On behalf of Warren & Siurek, L.L.P. posted in Wage & Hour Laws on Tuesday, January 5, 2016.
One of the biggest expenses to any business can be payroll. In order to lower payroll costs, some businesses may engage in wage theft or other unscrupulous activities hoping to get away with it. The Meers Store and Restaurant located outside of Texas is being accused of some shocking claims, including denying workers overtime pay and using child labor at the restaurant.
The U.S. Department of Labor filed a complaint against Meers for violations as far back as 2012. Meers allegedly did not record some of its employee payroll costs to avoid taxes and even paid workers below the federal minimum wage. When some of the workers should have been getting paid overtime, they allegedly did not receive it.
Meers is also accused of violating child labor laws. According to the complaint, children were being used to work in the restaurant to clear tables in place of paying employees. Some of the children were allegedly only 10 years old.

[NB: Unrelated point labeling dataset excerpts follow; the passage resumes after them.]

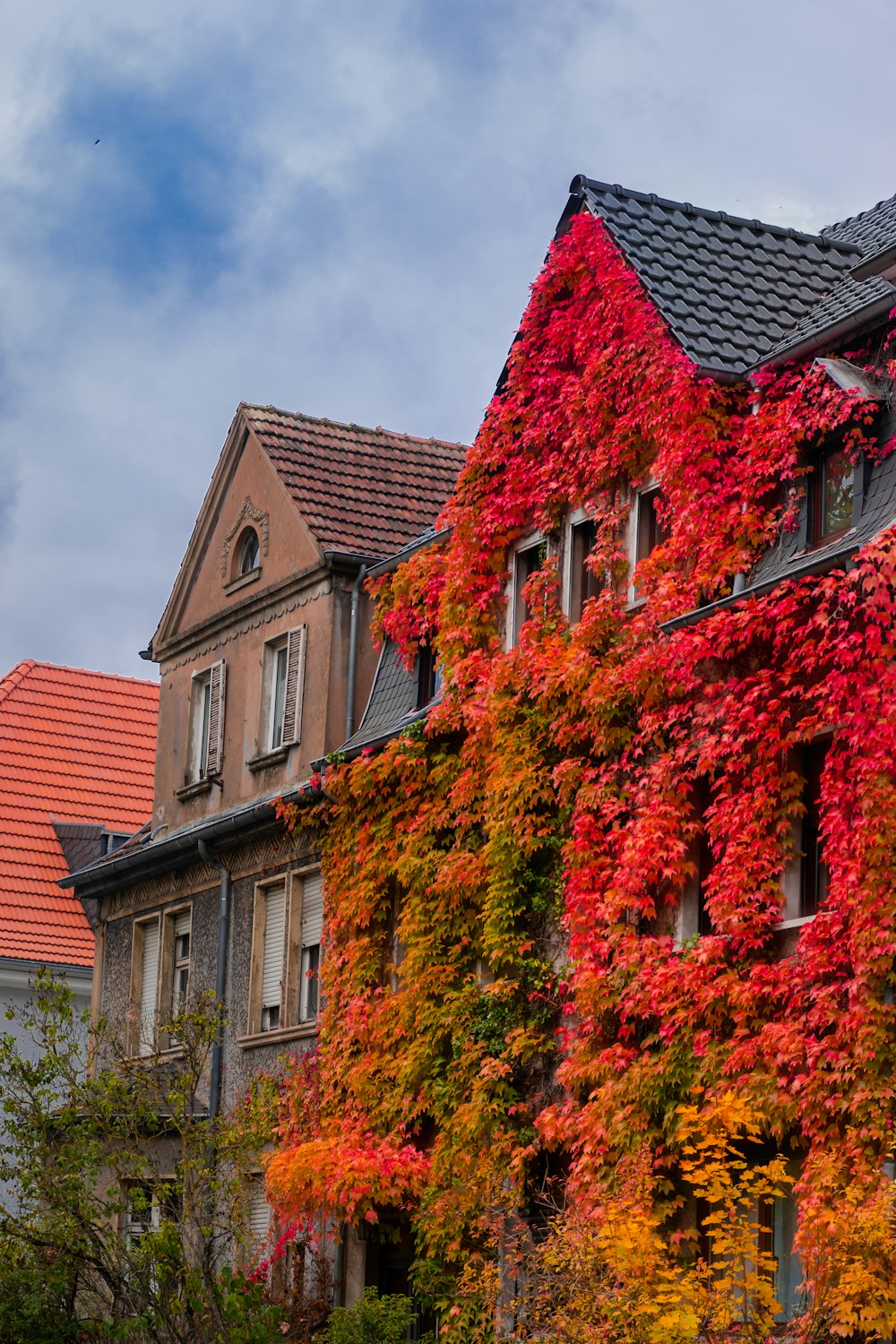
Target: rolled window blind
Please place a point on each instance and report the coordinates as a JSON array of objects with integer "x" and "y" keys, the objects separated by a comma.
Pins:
[
  {"x": 148, "y": 986},
  {"x": 258, "y": 1212},
  {"x": 274, "y": 927}
]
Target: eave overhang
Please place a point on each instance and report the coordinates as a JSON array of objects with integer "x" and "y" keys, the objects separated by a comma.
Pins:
[
  {"x": 180, "y": 847},
  {"x": 818, "y": 564}
]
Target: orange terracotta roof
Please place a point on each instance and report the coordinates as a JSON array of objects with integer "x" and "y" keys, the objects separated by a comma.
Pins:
[{"x": 74, "y": 746}]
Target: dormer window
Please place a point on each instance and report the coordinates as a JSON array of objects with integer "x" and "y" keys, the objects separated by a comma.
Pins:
[
  {"x": 249, "y": 551},
  {"x": 429, "y": 676},
  {"x": 831, "y": 497},
  {"x": 646, "y": 532}
]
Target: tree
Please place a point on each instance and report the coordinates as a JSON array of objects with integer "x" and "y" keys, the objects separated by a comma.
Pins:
[{"x": 126, "y": 1201}]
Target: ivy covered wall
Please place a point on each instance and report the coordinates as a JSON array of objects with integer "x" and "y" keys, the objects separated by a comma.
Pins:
[{"x": 575, "y": 1105}]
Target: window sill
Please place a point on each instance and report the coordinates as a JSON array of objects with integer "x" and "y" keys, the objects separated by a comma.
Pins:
[
  {"x": 198, "y": 788},
  {"x": 244, "y": 581},
  {"x": 269, "y": 758},
  {"x": 304, "y": 1031}
]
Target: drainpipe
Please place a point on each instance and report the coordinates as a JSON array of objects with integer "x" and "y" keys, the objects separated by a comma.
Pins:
[
  {"x": 755, "y": 402},
  {"x": 220, "y": 978},
  {"x": 352, "y": 652}
]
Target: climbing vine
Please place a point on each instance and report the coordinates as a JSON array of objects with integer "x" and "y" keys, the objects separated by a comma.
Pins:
[{"x": 512, "y": 1021}]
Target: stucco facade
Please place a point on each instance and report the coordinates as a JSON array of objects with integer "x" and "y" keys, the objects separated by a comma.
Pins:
[{"x": 266, "y": 663}]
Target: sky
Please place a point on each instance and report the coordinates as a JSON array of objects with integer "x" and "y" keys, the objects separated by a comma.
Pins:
[{"x": 338, "y": 209}]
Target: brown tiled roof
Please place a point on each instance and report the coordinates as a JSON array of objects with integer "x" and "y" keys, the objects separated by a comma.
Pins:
[
  {"x": 74, "y": 747},
  {"x": 360, "y": 491}
]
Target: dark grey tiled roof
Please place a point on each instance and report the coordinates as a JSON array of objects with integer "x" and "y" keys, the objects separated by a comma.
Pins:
[
  {"x": 392, "y": 704},
  {"x": 849, "y": 301},
  {"x": 728, "y": 288}
]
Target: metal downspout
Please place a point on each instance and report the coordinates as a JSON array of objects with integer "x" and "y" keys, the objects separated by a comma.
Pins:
[
  {"x": 220, "y": 978},
  {"x": 352, "y": 652}
]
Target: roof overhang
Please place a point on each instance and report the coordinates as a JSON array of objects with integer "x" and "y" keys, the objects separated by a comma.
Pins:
[
  {"x": 180, "y": 847},
  {"x": 860, "y": 319},
  {"x": 392, "y": 562},
  {"x": 829, "y": 561},
  {"x": 882, "y": 263}
]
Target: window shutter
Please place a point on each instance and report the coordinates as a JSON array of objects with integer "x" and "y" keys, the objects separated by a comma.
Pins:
[
  {"x": 295, "y": 685},
  {"x": 274, "y": 929},
  {"x": 312, "y": 910},
  {"x": 217, "y": 718},
  {"x": 148, "y": 986},
  {"x": 258, "y": 1214}
]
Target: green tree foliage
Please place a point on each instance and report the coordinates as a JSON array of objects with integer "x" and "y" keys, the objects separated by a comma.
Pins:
[
  {"x": 373, "y": 1320},
  {"x": 123, "y": 1198}
]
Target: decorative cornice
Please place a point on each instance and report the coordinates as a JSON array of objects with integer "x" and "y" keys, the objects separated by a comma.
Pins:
[
  {"x": 258, "y": 516},
  {"x": 260, "y": 609},
  {"x": 247, "y": 860}
]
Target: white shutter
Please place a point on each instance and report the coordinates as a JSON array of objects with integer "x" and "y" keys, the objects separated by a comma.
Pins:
[
  {"x": 312, "y": 910},
  {"x": 274, "y": 929},
  {"x": 148, "y": 986},
  {"x": 217, "y": 718},
  {"x": 295, "y": 685},
  {"x": 258, "y": 1214}
]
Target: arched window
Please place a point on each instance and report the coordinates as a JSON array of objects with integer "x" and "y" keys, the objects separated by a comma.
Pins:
[{"x": 247, "y": 551}]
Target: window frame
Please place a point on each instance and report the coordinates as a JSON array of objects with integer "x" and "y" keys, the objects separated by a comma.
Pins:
[
  {"x": 284, "y": 722},
  {"x": 136, "y": 1016},
  {"x": 815, "y": 504},
  {"x": 247, "y": 537},
  {"x": 207, "y": 695},
  {"x": 293, "y": 1010},
  {"x": 575, "y": 521},
  {"x": 648, "y": 492},
  {"x": 813, "y": 870},
  {"x": 532, "y": 542},
  {"x": 168, "y": 972}
]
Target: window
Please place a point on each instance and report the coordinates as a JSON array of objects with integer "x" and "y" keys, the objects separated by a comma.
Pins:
[
  {"x": 284, "y": 690},
  {"x": 148, "y": 1206},
  {"x": 525, "y": 564},
  {"x": 429, "y": 676},
  {"x": 249, "y": 551},
  {"x": 694, "y": 917},
  {"x": 258, "y": 1215},
  {"x": 273, "y": 954},
  {"x": 583, "y": 583},
  {"x": 704, "y": 867},
  {"x": 648, "y": 532},
  {"x": 831, "y": 497},
  {"x": 285, "y": 960},
  {"x": 159, "y": 978},
  {"x": 813, "y": 873},
  {"x": 207, "y": 722},
  {"x": 312, "y": 933},
  {"x": 177, "y": 967},
  {"x": 144, "y": 986}
]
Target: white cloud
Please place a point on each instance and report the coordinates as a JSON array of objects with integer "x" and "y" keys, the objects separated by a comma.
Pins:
[{"x": 384, "y": 182}]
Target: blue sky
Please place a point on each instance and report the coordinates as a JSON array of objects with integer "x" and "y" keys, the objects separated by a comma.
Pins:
[{"x": 339, "y": 209}]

Meers could owe over $181,000 for the overtime pay and other unpaid wages, but the restaurant owners claim they have done nothing wrong. It is in a Texas employee’s best interest to know what he or she should be paid and especially note hours that should be paid at an overtime rate. If an individual is not being paid correctly or asked to accept payment off the books, he or she would benefit from consulting with an employment law attorney to consider pursuing any viable claims. In successfully navigated cases, the individual may receive the money to which he or she claims to be entitled as well as any other redress deemed just by the court.